FBI: People Knew Chattanooga Jihadi Was Radicalized, Said Nothing to Police

Chattanooga Jihad Attack AP John Bazemore
AP/John Bazemore

The Chattanooga Times Free Press was told by an FBI agent that Mohammad Youssef Abdulazeez, who attacked two military locations and killed five U.S. service members last July, became “radicalized” at least a year before the attack… and people who knew about it said nothing to the authorities.

According to Special Agent Ed Reinhold, Abdulazeez was radicalized online before he visited family in the Middle East in 2014.

“He had discussed committing jihad; he had not taken any affirmative action toward it,” said Reinhold, without specifying when, or where, those discussions took place.

“I know he wanted to commit jihad and commit jihad here in the United States, but I don’t think the specific target was necessarily picked out too far in advance. There was some planning involved, but not years-worth,” he said.

Reinhold said the FBI was not aware of Abdulazeez’ jihad plans, and he apparently did not discuss them online. He was, however, a fan of al Qaeda guru Anwar al-Awlaki’s online videos, and audiotapes of his sermons.
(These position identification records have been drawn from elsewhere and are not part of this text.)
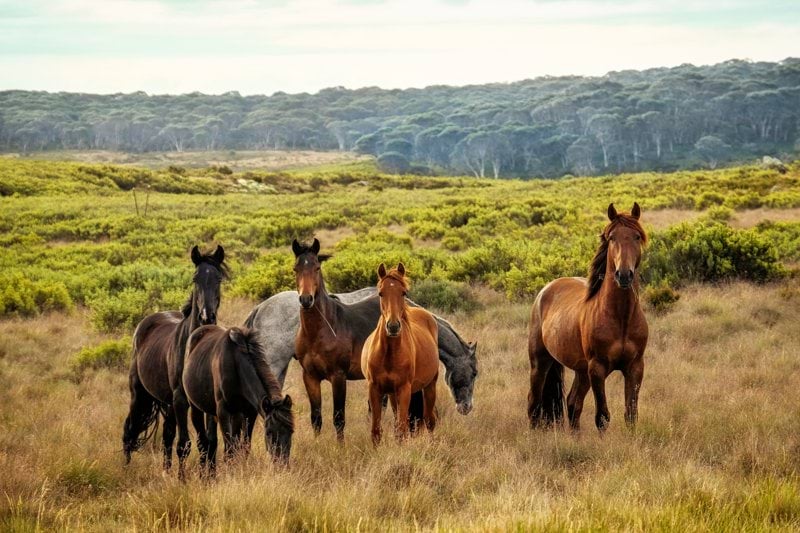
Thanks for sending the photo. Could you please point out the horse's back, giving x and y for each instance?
(555, 320)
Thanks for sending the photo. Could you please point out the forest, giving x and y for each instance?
(661, 119)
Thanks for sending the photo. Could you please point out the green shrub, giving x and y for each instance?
(443, 295)
(661, 298)
(113, 354)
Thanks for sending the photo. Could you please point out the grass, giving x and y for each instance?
(717, 446)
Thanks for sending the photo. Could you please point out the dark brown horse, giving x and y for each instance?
(158, 348)
(226, 377)
(401, 356)
(331, 335)
(592, 326)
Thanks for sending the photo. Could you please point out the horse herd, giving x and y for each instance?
(184, 365)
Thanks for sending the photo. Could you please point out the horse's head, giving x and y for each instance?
(460, 377)
(278, 427)
(209, 273)
(392, 289)
(625, 239)
(308, 271)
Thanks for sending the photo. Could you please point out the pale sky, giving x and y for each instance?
(263, 46)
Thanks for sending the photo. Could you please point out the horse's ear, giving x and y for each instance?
(196, 257)
(219, 255)
(297, 248)
(612, 213)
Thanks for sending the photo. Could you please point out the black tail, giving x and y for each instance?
(142, 421)
(553, 394)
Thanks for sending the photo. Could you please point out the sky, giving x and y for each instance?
(264, 46)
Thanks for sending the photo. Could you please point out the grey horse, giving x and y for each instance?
(278, 319)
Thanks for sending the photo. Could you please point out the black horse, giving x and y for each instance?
(226, 376)
(159, 343)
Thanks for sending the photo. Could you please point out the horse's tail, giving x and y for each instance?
(553, 394)
(142, 420)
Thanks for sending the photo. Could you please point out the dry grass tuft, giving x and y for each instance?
(717, 447)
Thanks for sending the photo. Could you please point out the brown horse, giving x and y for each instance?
(330, 337)
(592, 326)
(158, 348)
(227, 378)
(401, 356)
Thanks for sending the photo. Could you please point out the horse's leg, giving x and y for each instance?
(180, 406)
(168, 437)
(339, 386)
(633, 382)
(375, 400)
(403, 395)
(598, 371)
(577, 394)
(211, 435)
(198, 421)
(540, 365)
(315, 399)
(429, 409)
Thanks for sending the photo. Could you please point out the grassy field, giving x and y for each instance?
(718, 442)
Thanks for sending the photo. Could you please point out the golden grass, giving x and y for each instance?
(717, 446)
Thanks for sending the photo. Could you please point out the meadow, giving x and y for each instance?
(718, 442)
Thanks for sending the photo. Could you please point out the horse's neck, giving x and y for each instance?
(618, 302)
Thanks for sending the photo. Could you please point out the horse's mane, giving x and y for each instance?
(597, 268)
(251, 345)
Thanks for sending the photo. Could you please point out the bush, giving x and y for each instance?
(113, 354)
(661, 298)
(443, 295)
(710, 251)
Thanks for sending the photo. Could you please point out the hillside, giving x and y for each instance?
(656, 119)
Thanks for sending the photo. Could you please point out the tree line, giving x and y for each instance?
(655, 119)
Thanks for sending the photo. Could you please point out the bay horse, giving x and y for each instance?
(594, 327)
(331, 334)
(159, 342)
(227, 380)
(400, 357)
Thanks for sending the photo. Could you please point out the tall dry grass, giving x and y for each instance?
(717, 446)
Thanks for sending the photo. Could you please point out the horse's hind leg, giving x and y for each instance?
(633, 382)
(598, 371)
(314, 392)
(339, 386)
(168, 437)
(429, 409)
(577, 394)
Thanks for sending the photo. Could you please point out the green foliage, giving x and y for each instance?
(708, 251)
(443, 295)
(112, 354)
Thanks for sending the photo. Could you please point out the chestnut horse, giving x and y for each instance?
(592, 326)
(226, 377)
(401, 356)
(158, 347)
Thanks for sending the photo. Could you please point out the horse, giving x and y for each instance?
(278, 319)
(159, 342)
(329, 340)
(226, 376)
(400, 357)
(593, 326)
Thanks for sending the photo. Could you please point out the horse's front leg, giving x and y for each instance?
(598, 371)
(375, 401)
(429, 408)
(314, 392)
(633, 373)
(339, 386)
(403, 395)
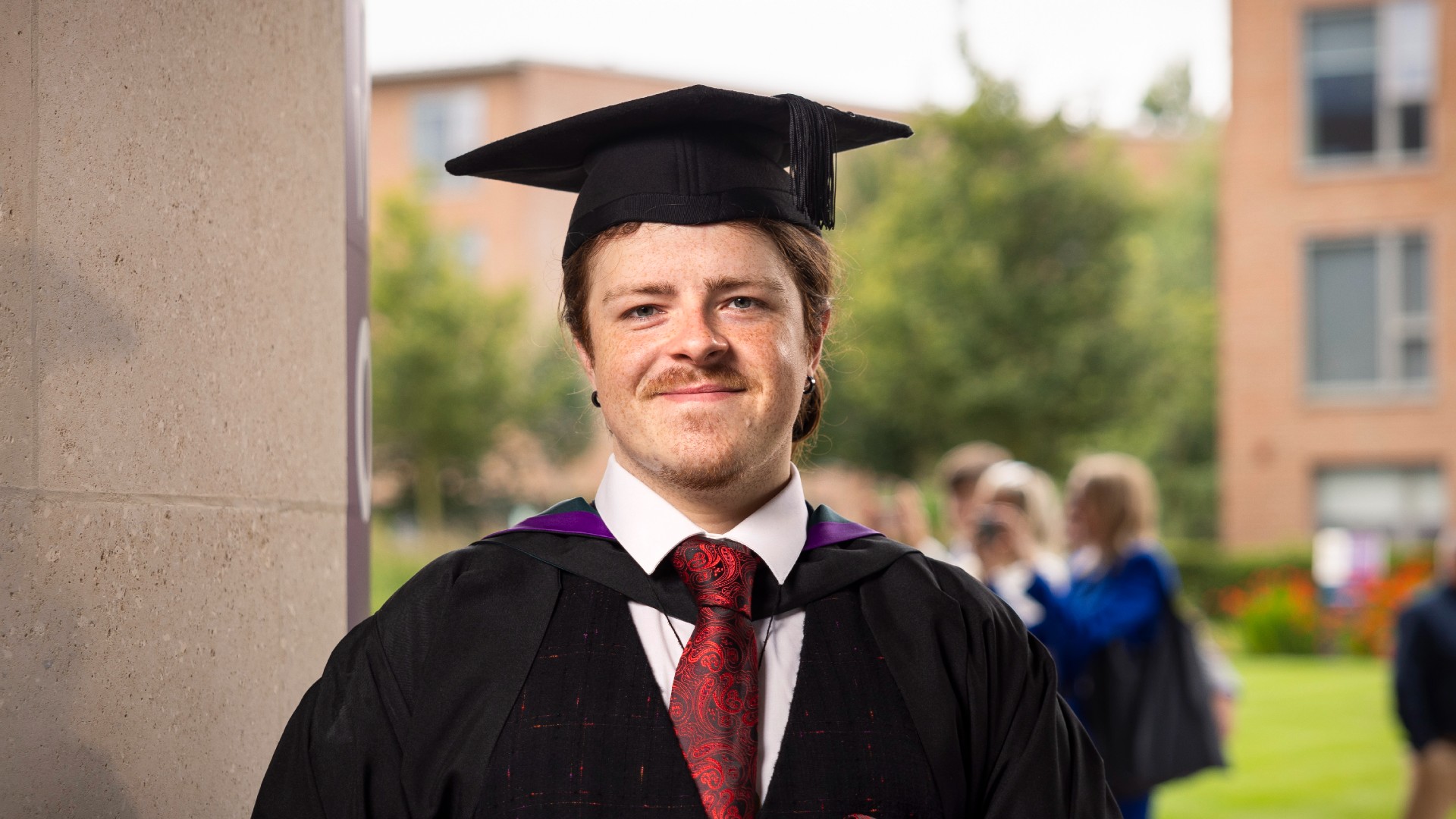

He also did not indicate whether the FBI would press charges against those who failed to report Abdulazeez as a possible threat. He was carefully non-committal about whether other investigations related to the Chattanooga attack are ongoing, saying only that the FBI had to be “cautious with the information we release, in the event that we’re able to show others we were involved.”

Abdulazeez, who was shot by police during the attack, used “a semi-automatic shotgun, an SKS assault rifle and a handgun during the assault,” according to Reinhold. All of the weapons were purchased legally, both online and in person, from individuals and gun shops.

The Washington Times notes that Abdulazeez was not on a terror watch list at the time of the attack, but was a few weeks away from appearing in court on a DUI charge.